The site didn’t name one game in particular, but it does state, “ Quite a few well-controlled research studies have documented positive effects of video games on mental development.” Fast-paced games in particular apparently benefit “visualspatial” ability – organizing information visually, and the ability to learn by looking at images. Some games have also been shown to improve memory, adds the site.
5. The Concentration Game
EmpoweringParents.com offers up this idea, which can be adapted for different ages. For the younger kids, you take a few of their toys and line them up, and then cover them and take one away, explains the site. The object is for them to tell you which one is missing.
For older kids and teens, the site suggests placing random objects in front of them and then taking them away after 15 seconds or so. See how many of the objects they can remember.
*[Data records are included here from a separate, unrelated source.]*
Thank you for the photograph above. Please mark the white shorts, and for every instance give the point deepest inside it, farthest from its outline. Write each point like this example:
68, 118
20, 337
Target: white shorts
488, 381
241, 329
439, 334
Start with five objects and work upwards, adds the source.
6. Puzzle Board Games
Good old-fashioned cardboard games that don’t need batteries (or to be connected to the internet) are a great way to challenge the young mind, according to a blog entry from Scientific American. The blog post lists several board games, some of them out of production.
One of them, called Rush Hour, can be played solo or with friends. It challenges a child’s spatial ability by getting them to navigate a small car out of a maze with limited moves and just one exit (there are other cars in the way, laid out by a card you choose at the beginning). There are other variations of this game that just use sliders or blocks in place of cars, but the goal is the same.
7. Host a ‘Silly’ Contest
While most “brain games” for kids aim to improve their memory and logic skills, there are also big benefits in activities that help your child develop their abstract thinking – in other words, their creativity and ability to think outside the box to solve problems.
Parents.com mentions a “silly contest” as a way to help spark your child’s creativity. This would involve challenging them to draw a very unique and strange version of a cat, for example. A variation could be to have them invent a wacky dance, which could be fun in a group setting.